Choice A is incorrect because increased catecholamine secretion would not directly cause an increase in uterine contractions. Choice B is incorrect because alpha receptors are not typically involved in decreasing blood pressure in response to pain perception. Choice D is incorrect because increased uterine blood flow would not cause an increase in maternal blood pressure; in fact, it would likely have the opposite effect as increased blood flow typically leads to decreased blood pressure.
If a woman's fundus is soft 30 minutes after birth, the nurse's first action should be to
- A. massage the fundus.
- B. take the blood pressure
- C. increase blood supply to the hands and feet.

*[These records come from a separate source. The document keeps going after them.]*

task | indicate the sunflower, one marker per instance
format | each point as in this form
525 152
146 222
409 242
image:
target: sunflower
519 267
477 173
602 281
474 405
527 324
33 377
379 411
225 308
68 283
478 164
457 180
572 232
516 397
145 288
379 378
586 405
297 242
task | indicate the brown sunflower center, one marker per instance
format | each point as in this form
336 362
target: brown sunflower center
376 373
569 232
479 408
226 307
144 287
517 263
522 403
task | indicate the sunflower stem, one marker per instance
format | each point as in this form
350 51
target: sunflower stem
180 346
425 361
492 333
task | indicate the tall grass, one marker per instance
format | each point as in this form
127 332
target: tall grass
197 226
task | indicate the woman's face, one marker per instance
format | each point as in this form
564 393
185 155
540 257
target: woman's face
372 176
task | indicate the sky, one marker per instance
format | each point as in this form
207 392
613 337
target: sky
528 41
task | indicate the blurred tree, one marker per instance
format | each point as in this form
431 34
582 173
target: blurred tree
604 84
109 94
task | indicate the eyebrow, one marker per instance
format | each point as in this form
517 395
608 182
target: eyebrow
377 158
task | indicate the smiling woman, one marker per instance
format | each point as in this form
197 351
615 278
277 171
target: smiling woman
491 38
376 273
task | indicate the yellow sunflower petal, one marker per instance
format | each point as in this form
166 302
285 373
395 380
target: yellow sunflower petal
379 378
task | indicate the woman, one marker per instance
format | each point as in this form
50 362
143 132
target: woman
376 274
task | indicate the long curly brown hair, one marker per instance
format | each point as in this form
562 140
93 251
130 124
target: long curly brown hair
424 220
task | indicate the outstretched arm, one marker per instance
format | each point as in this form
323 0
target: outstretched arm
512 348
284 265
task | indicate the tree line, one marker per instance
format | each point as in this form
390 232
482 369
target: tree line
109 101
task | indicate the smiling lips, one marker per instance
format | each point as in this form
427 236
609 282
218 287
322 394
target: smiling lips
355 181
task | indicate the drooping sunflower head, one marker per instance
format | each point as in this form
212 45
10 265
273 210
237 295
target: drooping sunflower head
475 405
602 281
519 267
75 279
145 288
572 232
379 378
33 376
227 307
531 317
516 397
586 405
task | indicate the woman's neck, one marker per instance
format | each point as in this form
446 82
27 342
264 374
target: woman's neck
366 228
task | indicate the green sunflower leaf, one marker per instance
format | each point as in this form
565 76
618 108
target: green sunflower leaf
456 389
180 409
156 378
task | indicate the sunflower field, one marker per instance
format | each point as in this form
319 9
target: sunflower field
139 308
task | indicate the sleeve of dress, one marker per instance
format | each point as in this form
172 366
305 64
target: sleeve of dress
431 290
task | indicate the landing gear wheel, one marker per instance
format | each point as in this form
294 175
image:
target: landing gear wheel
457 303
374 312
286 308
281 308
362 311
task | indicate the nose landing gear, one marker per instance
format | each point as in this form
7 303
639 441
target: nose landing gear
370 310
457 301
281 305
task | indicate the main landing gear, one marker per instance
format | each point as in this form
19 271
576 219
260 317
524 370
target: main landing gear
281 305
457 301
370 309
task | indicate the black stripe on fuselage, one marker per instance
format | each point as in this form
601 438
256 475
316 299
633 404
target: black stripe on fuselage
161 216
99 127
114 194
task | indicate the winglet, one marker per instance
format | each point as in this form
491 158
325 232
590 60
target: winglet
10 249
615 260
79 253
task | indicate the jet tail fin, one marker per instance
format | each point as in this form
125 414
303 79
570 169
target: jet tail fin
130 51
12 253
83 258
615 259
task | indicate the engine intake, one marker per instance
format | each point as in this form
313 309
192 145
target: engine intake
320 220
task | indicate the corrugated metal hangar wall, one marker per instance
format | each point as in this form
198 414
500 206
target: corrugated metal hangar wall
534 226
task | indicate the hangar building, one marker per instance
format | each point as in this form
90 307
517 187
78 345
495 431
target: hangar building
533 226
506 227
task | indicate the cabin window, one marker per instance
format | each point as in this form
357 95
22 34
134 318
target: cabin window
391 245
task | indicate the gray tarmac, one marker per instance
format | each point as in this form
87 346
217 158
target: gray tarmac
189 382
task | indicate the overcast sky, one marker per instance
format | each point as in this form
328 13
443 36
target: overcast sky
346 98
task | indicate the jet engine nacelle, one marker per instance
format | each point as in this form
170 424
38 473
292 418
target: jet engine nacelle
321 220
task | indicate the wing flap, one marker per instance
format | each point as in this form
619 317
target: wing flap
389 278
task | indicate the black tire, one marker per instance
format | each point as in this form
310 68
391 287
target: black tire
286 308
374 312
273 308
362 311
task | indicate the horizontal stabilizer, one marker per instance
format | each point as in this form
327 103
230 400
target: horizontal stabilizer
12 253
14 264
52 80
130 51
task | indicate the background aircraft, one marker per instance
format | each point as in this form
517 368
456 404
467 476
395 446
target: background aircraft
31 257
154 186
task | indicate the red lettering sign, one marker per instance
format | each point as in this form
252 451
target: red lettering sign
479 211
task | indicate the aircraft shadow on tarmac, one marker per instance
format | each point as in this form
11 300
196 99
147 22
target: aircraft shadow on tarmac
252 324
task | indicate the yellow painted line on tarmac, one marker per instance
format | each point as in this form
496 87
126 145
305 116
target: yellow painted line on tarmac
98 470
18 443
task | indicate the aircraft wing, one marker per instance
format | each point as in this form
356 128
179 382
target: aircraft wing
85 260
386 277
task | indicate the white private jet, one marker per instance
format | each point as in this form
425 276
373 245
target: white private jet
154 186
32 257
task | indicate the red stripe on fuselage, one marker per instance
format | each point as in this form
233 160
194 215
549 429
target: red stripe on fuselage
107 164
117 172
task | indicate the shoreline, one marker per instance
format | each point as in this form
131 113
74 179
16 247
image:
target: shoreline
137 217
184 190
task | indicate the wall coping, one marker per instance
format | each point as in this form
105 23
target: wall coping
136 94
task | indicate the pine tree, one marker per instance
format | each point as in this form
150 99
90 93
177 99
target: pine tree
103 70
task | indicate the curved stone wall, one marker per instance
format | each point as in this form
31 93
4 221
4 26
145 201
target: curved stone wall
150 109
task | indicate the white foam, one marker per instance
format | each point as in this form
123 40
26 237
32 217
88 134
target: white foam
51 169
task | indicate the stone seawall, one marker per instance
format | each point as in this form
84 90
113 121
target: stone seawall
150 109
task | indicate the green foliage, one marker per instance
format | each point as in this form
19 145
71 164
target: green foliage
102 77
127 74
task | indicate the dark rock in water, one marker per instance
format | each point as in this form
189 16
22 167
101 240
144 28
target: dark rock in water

- D. notify the physician or nurse-midwif
Correct Answer: A
Rationale: The correct answer is A: massage the fundus. After childbirth, a soft fundus indicates uterine atony, which can lead to postpartum hemorrhage. Massaging the fundus helps stimulate contractions and reduce bleeding, promoting uterine tone. This intervention is crucial in preventing complications. Taking blood pressure (B) is important but not the priority in this situation. Increasing blood supply to the hands and feet (C) is not relevant to addressing uterine atony. Notifying the physician or nurse-midwife (D) can be done after initiating immediate intervention to manage the soft fundus.
The laboring person is in pain and very anxious. They do not want to use traditional pain relief methods. What can the nurse offer the laboring person to help with relaxation and reducing anxiety?
- A. lavender oil
- B. epidural
- C. nalbuphine hydrochloride (Nubain)
- D. cold rag
Correct Answer: A
Rationale: The correct answer is A: lavender oil. Lavender oil is a natural remedy known for its calming and relaxing properties, which can help reduce anxiety and promote relaxation in laboring individuals. It is safe and non-invasive, making it an ideal choice for someone who does not want traditional pain relief methods.
Incorrect choices:
B: Epidural is a commonly used pain relief method that involves injecting anesthesia into the epidural space, providing effective pain relief but not specifically targeting relaxation and anxiety reduction.
C: Nalbuphine hydrochloride (Nubain) is a synthetic opioid analgesic that can help manage pain but may not address the individual's desire for non-traditional methods.
D: Cold rag may provide some temporary relief for discomfort but may not be as effective in promoting relaxation and reducing anxiety compared to the calming effects of lavender oil.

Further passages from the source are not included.